Root of Anxiety | Erika Taught Me Podcast | Dr. Julia DiGangi | Podcast Summary | The Pod Slice


This is the artificial intelligence voice of Erika Kullberg narrating this pod slice summary of the Erika Taught Me Podcast.

The podcast segment kicks off with Erika Kullberg discussing her upcoming free investing workshop, encouraging listeners to sign up regardless of their current financial
standing. The discussion soon turns towards a deep dive into human emotions and their relationship with stress, with Dr. Julia DiGangi shedding light on how stress rattles our entire relationship with life. She introduces the idea of experiencing stress as an emotional energy, something she explains as neuro-electrical impulses in our brains. She warns against constantly disregarding our emotions, as over time this may lead us to live lives that feel like they don’t belong to us.

DiGangi shares her extensive experience working with trauma victims, emphasizing her understanding of the horrific things people can inflict upon each other, however, she draws attention towards the self-inflicted pain stemming from the division of our own emotional and behavioral systems. Consequences of acting contrary to how we feel include exhaustion, anxiety, and even burnout in extreme cases.

She elaborates her point by introducing one of her principles called ‘Pick a more powerful pain’. According to her, many people seek a ‘phantom option’ where they can completely avoid emotional pain, which includes feelings of stress, irritation, frustration, fear and anger. However, she insists that the notion of living a life completely void of pain is unrealistic. Instead, we should understand that all emotional pain comes from chronic situations and the ways we repeatedly abandon ourselves. Life does not offer a pain-free option, she concludes, adding that accepting this truth leads to more satisfying lives. All in all, the discussion underlines the vital role emotional understanding plays in human well-being, and the necessity to listen to what our emotions are communicating to us.

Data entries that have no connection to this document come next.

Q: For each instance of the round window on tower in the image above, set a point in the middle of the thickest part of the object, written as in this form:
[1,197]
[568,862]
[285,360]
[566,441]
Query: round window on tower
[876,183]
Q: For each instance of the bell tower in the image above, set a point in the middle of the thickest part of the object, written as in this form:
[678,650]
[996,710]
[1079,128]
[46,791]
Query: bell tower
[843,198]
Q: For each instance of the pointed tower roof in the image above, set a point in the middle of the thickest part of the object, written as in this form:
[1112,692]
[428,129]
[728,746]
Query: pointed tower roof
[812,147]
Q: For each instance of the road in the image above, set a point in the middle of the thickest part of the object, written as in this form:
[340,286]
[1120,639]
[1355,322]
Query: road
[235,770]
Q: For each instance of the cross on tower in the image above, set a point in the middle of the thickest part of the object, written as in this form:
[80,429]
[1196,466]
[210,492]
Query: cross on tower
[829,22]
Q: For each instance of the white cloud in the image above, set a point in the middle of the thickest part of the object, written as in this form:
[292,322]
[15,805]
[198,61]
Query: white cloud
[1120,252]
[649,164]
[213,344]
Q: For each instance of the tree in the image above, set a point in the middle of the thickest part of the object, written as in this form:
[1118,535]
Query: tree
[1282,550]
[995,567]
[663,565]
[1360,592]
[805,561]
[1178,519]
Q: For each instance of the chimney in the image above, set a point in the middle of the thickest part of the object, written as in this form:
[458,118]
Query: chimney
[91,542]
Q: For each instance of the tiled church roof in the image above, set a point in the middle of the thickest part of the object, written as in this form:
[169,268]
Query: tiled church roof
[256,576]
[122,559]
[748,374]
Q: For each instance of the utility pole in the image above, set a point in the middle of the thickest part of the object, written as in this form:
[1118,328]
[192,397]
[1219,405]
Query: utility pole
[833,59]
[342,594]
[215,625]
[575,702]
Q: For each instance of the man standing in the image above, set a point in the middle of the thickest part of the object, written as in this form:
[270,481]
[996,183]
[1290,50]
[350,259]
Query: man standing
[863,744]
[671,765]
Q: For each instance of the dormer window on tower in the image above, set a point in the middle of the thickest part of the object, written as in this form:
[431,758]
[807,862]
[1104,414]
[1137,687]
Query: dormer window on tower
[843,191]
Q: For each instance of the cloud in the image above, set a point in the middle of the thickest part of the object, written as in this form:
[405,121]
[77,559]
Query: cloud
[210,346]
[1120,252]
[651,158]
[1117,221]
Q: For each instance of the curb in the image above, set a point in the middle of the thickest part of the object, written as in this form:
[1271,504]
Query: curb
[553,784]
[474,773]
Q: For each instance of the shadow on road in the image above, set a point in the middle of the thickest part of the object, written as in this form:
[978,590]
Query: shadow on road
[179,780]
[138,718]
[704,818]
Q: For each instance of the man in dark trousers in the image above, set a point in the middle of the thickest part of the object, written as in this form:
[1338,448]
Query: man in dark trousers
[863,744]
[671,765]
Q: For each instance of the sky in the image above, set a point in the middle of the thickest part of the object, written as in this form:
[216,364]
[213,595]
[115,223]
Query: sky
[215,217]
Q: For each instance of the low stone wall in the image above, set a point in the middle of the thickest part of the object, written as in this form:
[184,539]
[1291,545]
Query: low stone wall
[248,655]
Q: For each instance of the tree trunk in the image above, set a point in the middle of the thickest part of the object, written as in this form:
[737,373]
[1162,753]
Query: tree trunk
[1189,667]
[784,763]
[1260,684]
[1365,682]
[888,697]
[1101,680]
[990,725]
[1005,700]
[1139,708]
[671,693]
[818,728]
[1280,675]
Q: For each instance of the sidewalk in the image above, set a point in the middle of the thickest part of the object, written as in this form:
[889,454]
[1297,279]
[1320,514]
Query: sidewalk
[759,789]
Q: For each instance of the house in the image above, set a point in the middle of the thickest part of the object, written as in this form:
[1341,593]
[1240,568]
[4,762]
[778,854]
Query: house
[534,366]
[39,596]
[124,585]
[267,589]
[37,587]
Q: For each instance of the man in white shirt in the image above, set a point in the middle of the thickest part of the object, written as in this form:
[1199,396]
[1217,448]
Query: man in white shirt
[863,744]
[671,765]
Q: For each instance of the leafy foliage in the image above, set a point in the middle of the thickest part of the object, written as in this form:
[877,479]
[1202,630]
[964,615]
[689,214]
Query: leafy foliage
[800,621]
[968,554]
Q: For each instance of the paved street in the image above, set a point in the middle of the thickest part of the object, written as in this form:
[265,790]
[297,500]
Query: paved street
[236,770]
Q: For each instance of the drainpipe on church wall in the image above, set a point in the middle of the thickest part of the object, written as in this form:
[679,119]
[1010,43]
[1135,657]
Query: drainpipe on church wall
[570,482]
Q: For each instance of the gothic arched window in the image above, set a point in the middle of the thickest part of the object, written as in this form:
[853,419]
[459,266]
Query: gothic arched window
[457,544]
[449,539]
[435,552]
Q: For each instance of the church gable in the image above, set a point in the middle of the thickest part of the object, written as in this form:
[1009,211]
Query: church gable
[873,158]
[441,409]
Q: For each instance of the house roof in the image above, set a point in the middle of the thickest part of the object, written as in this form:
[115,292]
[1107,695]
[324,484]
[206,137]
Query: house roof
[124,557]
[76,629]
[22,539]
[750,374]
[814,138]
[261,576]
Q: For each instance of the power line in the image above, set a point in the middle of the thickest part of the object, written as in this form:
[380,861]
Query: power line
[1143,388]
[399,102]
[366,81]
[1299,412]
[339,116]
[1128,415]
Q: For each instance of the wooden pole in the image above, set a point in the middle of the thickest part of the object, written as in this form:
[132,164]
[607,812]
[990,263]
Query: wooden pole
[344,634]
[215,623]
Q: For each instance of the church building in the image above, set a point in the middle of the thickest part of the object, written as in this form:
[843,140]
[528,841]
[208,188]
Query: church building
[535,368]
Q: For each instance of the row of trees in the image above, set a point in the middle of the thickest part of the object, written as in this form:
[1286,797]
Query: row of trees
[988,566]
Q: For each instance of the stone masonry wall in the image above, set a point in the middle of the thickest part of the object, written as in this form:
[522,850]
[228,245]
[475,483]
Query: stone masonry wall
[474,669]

The podcast continues with a poignant conversation about emotional avoidance and the importance of confronting our fears. Dr. DiGangi shares her belief that emotional avoidance is one of the most significant global issues, as it halts us from realizing our full potential. This avoidance is not necessarily about circumventing physical situations or what other people might think or say about us, but rather about evading uneasy feelings inside ourselves.

In DiGangi’s book Energy Rising, she explores the relationship between human pain and power. She underlines that everything we aspire to attain in this life lies beyond the feelings we consistently refuse to feel. For instance, if we desire more self-confidence, we need to confront and deal with our self-doubt fearlessly. Similarly, if we want peaceful lives, we must build a deeper understanding of stress. She suggests that avoiding such uncomfortable emotions restricts our growth, power, connection, and ultimately our evolution.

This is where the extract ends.